To implement BCE as our loss function, we will set this up as our criterion, and Stochastic Gradient Descent as our means of optimizing it. Since this is the function we’ll be optimizing, we need to pass in the model parameters and a learning rate.
epochs = 2000 # run 2000 iterations
criterion = nn.BCELoss() # implement binary cross entropy loss function
optimizer = torch.optim.SGD(model.parameters(), lr = .1) # stochastic gradient descent
Now, we are ready to start gradient descent to optimize our loss. We must zero out the gradient, find the $\hat{y}$ value by plugging our data into the sigmoid function, calculate the loss, and find the gradient of the loss function. Then, we must make a step, making sure to store our new slope and intercept for the next iteration.
optimizer.zero_grad()
Yhat = torch.sigmoid(model(X))
loss = criterion(Yhat,Y)
loss.backward()
optimizer.step()
Finishing Up
To find the optimal slope and intercept, we are essentially training our model. We must apply gradient descent for a number of iterations, or epochs. In this example, we’ll use 2,000 epochs to demonstrate.
epochs = 2000 # run 2000 iterations
criterion = nn.BCELoss() # implement binary cross entropy loss function
optimizer = torch.optim.SGD(model.parameters(), lr = .1) # stochastic gradient descent
for i in range(epochs):
optimizer.zero_grad()
Yhat = torch.sigmoid(model(X))
loss = criterion(Yhat,Y)
loss.backward()
optimizer.step()
print(f"epoch: {i+1}")
print(f"loss: {loss: .5f}")
print(f"slope: {model.weight.item(): .5f}")

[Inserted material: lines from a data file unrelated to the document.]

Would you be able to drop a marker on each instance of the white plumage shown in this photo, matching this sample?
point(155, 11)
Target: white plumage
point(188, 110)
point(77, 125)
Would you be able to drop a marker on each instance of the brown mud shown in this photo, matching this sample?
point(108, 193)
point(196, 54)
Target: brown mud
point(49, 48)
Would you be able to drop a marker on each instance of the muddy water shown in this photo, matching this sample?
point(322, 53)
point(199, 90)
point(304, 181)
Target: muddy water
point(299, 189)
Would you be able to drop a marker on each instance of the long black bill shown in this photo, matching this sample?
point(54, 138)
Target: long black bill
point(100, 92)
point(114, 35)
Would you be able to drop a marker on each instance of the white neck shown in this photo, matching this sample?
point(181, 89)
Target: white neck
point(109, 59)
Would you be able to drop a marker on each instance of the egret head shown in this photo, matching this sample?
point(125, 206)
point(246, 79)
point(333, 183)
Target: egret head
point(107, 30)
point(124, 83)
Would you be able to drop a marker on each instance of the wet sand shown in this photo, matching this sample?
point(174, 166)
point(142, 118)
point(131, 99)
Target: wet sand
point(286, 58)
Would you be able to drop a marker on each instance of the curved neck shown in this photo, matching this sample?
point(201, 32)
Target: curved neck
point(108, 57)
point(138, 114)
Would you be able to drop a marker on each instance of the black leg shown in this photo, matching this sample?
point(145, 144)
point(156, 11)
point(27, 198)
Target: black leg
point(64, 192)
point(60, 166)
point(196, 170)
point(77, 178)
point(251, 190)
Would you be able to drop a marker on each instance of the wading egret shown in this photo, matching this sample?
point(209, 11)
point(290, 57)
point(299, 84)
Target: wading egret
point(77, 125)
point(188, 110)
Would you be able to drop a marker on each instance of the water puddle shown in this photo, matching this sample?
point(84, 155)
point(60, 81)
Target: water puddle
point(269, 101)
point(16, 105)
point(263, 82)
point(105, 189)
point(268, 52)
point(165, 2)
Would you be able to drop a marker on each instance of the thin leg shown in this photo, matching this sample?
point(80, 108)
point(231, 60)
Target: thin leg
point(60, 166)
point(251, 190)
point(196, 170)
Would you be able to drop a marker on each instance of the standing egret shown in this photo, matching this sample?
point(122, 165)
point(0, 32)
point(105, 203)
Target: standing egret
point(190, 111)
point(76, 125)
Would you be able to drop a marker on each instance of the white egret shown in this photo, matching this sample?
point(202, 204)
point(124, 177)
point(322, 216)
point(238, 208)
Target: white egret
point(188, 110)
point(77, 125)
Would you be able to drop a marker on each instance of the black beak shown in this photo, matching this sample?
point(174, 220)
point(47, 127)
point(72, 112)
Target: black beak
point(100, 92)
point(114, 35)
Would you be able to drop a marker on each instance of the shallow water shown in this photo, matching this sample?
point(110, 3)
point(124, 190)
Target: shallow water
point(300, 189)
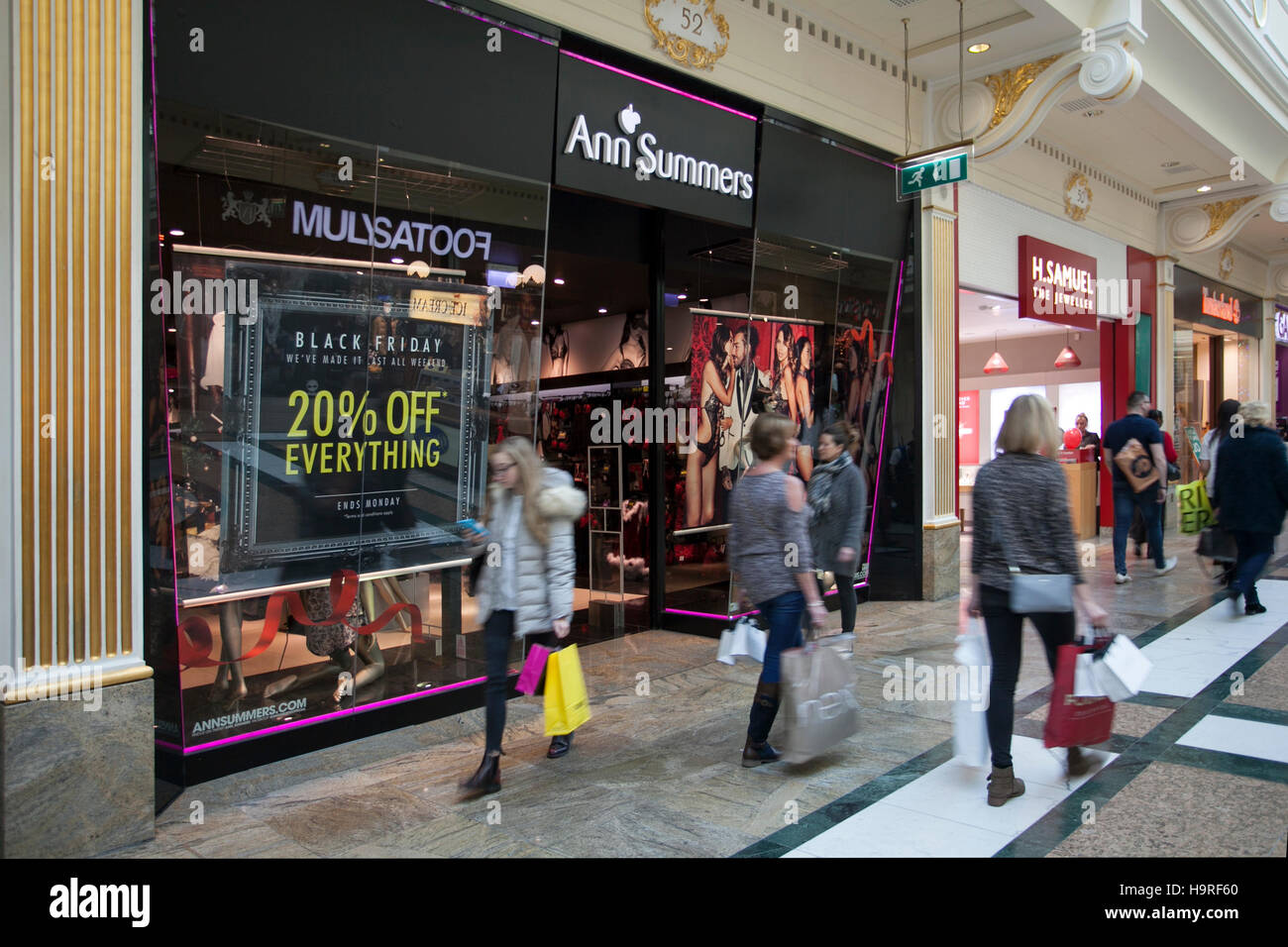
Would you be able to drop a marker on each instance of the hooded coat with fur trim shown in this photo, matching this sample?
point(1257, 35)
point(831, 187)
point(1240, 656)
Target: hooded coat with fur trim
point(544, 577)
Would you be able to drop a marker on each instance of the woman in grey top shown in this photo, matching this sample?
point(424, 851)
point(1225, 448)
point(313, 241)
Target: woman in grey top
point(837, 501)
point(1021, 517)
point(771, 560)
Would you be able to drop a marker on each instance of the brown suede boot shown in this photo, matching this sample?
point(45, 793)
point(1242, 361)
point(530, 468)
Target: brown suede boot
point(1003, 785)
point(1077, 763)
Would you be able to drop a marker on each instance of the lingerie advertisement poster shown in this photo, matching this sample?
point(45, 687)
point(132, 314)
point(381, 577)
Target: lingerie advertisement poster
point(344, 415)
point(609, 343)
point(741, 368)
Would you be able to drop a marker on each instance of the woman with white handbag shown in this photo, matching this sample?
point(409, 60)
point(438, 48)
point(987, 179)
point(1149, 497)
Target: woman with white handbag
point(1025, 565)
point(837, 502)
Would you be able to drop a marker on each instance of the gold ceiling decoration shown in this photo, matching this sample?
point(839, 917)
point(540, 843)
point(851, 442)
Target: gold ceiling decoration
point(691, 31)
point(1220, 211)
point(1008, 86)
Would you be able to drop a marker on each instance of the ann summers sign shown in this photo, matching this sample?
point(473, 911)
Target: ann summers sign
point(636, 141)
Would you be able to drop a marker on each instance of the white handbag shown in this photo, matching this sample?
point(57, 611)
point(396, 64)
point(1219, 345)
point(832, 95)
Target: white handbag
point(743, 638)
point(970, 722)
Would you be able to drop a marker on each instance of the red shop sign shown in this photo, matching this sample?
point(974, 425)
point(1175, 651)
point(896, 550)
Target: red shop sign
point(1056, 285)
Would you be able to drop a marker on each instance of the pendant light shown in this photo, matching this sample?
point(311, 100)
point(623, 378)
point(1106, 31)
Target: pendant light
point(1068, 359)
point(996, 365)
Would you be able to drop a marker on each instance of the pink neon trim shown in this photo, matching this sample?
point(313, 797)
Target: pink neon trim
point(660, 85)
point(885, 414)
point(308, 720)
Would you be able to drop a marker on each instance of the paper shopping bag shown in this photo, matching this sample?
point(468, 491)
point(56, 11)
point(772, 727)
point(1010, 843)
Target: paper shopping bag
point(531, 674)
point(970, 701)
point(1076, 720)
point(743, 638)
point(1122, 671)
point(819, 701)
point(567, 706)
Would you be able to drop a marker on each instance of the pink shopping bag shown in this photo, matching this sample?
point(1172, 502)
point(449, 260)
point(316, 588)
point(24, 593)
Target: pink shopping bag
point(532, 668)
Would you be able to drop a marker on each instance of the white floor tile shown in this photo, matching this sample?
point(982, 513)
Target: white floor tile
point(1265, 741)
point(889, 831)
point(945, 812)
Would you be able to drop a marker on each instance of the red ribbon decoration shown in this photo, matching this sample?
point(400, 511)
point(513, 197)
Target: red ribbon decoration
point(196, 641)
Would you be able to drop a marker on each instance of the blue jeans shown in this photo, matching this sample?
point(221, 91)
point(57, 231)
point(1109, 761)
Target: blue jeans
point(1150, 510)
point(782, 613)
point(1254, 551)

print(f"intercept: {model.bias.item(): .5f}")
print()
Putting all of the code pieces together, we should get the following code:
import numpy as np
import matplotlib.pyplot as plt
import torch
import torch.nn as nn
from torch.nn import Linear
torch.manual_seed(42) # set a random seed
model = Linear(in_features=1, out_features=1) # use a linear model
blue_x = (torch.rand(20) * 7).reshape(-1,1) # random floats between 0 and 7
blue_y = torch.zeros(20).reshape(-1,1)
red_x = (torch.rand(20) * 7+3).reshape(-1,1) # random floats between 3 and 10
red_y = torch.ones(20).reshape(-1,1)
X = torch.vstack([blue_x, red_x]) # matrix of x values
Y = torch.vstack([blue_y, red_y]) # matrix of y values
epochs = 2000 # run 2000 iterations
criterion = nn.BCELoss() # implement binary cross entropy loss function
optimizer = torch.optim.SGD(model.parameters(), lr = .1) # stochastic gradient descent
for i in range(epochs):
optimizer.zero_grad()
Yhat = torch.sigmoid(model(X))
loss = criterion(Yhat,Y)
loss.backward()
optimizer.step()
print(f"epoch: {i+1}")
print(f"loss: {loss: .5f}")
print(f"slope: {model.weight.item(): .5f}")

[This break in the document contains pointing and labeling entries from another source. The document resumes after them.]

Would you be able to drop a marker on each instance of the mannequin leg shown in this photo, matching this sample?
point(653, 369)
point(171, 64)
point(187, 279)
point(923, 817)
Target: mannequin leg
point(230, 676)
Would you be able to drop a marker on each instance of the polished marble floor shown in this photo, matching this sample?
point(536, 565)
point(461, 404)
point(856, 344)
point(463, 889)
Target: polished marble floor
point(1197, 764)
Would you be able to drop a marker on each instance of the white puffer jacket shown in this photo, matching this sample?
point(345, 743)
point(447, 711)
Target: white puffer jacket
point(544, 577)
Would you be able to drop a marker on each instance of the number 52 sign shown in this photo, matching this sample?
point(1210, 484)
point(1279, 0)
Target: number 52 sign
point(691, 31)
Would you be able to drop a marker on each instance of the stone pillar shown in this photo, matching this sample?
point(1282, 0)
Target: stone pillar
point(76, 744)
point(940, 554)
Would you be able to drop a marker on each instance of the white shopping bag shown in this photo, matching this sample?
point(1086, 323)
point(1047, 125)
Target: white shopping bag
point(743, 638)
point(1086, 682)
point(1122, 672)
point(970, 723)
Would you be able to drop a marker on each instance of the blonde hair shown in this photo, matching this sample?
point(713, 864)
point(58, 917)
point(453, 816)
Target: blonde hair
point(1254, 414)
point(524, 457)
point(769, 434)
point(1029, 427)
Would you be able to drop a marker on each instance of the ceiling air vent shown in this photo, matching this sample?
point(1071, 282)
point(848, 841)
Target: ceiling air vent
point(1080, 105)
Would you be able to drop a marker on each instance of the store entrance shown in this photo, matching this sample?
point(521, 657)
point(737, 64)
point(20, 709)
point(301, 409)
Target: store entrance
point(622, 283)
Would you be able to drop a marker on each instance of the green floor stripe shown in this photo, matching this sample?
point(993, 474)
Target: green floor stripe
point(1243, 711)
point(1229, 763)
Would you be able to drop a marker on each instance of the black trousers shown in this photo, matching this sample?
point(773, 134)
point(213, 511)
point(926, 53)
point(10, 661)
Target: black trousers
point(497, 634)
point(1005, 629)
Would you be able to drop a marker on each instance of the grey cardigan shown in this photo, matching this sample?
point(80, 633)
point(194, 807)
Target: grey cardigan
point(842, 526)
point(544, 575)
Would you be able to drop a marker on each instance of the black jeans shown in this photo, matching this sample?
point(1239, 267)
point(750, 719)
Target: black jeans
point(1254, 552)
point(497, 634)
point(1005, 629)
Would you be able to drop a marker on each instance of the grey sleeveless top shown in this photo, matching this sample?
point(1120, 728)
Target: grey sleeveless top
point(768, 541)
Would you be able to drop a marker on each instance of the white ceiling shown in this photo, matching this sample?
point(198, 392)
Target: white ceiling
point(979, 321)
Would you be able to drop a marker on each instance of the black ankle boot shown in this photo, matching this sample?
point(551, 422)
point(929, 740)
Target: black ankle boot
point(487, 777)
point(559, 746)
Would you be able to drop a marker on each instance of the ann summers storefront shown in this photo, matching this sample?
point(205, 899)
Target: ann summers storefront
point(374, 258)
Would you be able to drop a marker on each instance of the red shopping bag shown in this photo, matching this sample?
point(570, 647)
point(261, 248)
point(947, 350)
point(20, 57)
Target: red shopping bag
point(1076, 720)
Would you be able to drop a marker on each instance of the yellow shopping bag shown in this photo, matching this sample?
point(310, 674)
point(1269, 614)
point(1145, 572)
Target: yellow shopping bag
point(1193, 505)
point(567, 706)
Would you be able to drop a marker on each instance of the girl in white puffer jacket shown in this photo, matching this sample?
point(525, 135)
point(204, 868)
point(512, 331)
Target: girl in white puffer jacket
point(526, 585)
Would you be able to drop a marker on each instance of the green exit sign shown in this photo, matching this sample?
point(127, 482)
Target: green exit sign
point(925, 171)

print(f"intercept: {model.bias.item(): .5f}")
print()
Final output after two thousand epochs:
epoch: 2000
loss: 0.53861
slope: 0.61276
intercept: -3.17314
Visualization
And finally, we can plot the data along with the sigmoid function to get the following visualization:
x = np.arange(0,10,.1)
y = model.weight.item()*x + model.bias.item()

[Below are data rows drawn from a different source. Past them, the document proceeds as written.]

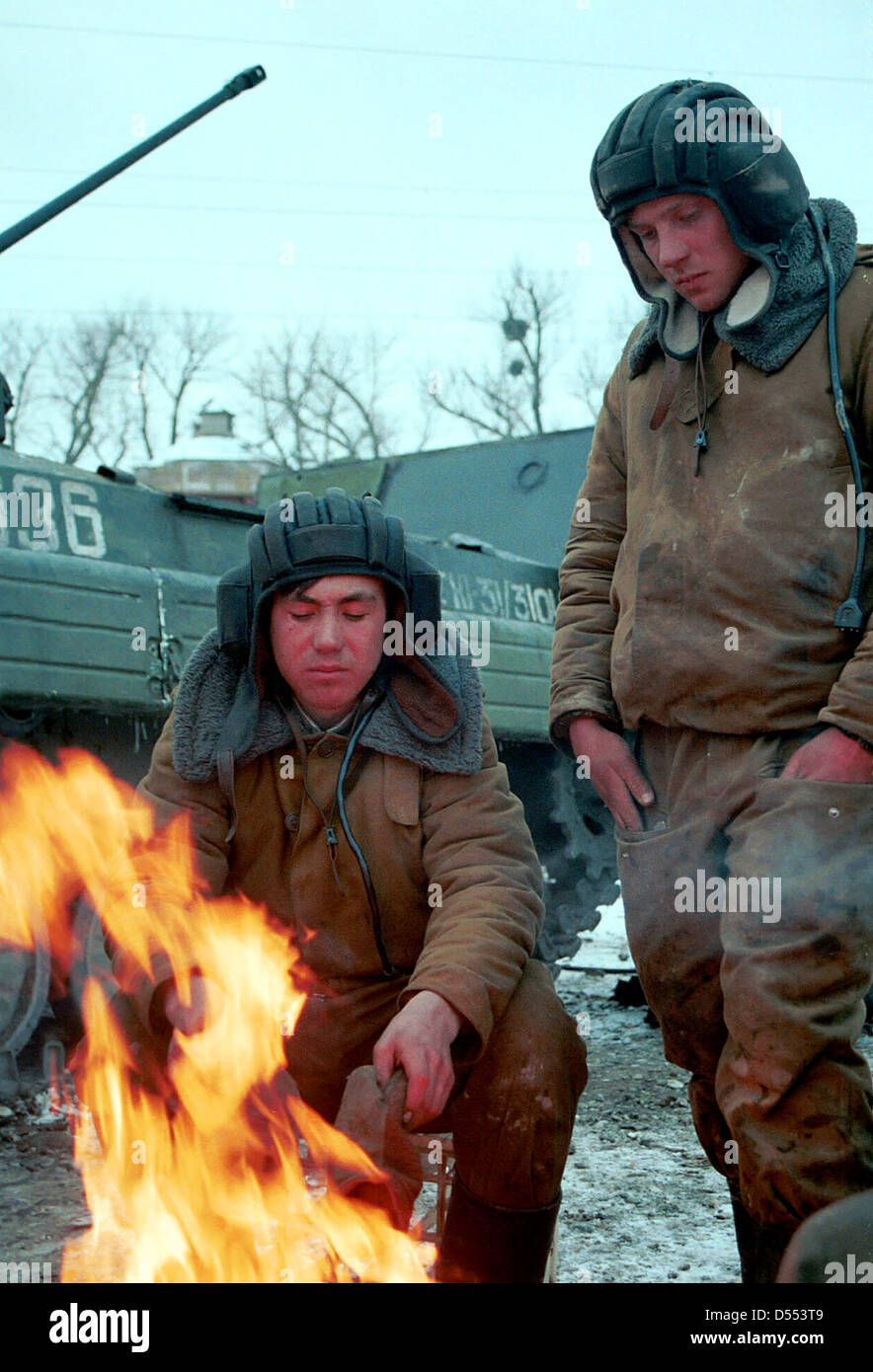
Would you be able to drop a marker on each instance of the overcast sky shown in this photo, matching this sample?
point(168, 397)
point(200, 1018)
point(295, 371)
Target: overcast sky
point(408, 151)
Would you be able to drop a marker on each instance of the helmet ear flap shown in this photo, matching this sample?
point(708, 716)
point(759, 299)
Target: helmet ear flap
point(235, 605)
point(425, 594)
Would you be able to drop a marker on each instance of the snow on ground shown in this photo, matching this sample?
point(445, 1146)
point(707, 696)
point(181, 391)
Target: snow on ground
point(641, 1203)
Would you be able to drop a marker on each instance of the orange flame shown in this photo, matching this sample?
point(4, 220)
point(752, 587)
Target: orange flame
point(203, 1169)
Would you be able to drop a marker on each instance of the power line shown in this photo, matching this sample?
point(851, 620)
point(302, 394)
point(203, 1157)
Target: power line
point(341, 186)
point(328, 213)
point(301, 265)
point(409, 52)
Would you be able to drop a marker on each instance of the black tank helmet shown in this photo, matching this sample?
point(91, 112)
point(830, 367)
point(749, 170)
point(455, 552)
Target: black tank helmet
point(658, 146)
point(303, 538)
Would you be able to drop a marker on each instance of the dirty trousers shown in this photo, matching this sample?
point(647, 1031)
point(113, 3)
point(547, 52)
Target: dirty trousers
point(513, 1111)
point(760, 1002)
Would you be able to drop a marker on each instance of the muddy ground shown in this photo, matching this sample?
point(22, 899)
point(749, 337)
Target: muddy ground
point(641, 1205)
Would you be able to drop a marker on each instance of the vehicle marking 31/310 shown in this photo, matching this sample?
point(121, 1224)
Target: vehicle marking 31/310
point(499, 598)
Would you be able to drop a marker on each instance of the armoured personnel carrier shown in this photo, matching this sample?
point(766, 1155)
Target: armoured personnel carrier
point(102, 602)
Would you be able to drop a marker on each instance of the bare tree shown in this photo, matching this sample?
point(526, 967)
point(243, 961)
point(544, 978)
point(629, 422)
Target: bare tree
point(594, 369)
point(508, 400)
point(90, 362)
point(176, 355)
point(317, 401)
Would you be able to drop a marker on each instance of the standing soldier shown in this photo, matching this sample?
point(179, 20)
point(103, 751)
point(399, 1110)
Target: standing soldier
point(713, 601)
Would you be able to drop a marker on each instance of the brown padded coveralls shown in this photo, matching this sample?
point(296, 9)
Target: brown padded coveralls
point(763, 1014)
point(520, 1063)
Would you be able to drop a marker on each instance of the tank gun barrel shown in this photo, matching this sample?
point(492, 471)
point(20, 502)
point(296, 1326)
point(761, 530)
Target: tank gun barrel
point(252, 77)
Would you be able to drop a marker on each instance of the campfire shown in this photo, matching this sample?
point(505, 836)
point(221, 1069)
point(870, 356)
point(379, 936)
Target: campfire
point(202, 1165)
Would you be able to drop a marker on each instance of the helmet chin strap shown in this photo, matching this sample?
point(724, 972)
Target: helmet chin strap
point(850, 614)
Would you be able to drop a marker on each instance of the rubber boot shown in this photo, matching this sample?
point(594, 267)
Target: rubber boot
point(486, 1244)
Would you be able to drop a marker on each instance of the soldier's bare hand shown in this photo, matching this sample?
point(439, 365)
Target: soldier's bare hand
point(419, 1040)
point(613, 771)
point(831, 756)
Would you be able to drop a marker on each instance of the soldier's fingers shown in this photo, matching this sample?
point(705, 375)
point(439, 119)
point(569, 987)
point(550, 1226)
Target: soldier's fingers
point(384, 1058)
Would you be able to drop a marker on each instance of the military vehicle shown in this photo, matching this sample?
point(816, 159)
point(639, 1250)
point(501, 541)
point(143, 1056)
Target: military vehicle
point(102, 602)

plt.plot(x, 1/(1 + np.exp(-y)), color="green")
plt.xlim(0,10)
plt.scatter(blue_x, blue_y, color="blue")
plt.scatter(red_x, red_y, color="red")
plt.show()
Image by Author
Limitations
One of the biggest problems with binary classification is the need for a threshold. In the case of logistic regression, this threshold should be at the value of $x$ where $y$ is at 50%. The question we’re trying to answer is where to put the threshold?
In the case of COVID-19 testing, the original example illustrates this dilemma. If we put our threshold at $x=5$, we can clearly see blue dots that should be red, and red dots that should be blue.
The overhanging red dots are called false positives—areas in which the model incorrectly predicted the positive class. The overhanging blue dots are called false negatives—areas in which the model incorrectly predicted the negative class.
Image by Author
Conclusion
A successful binomial logistic regression model will have reduced the amount of false negatives, as these often cause the most danger. Having COVID-19 but testing negative is a serious risk to the health and safety of others.
By using Binomial Logistic Regression on the data available, we can determine the optimal place to put our threshold, and thus help to reduce uncertainty and make more informed decisions.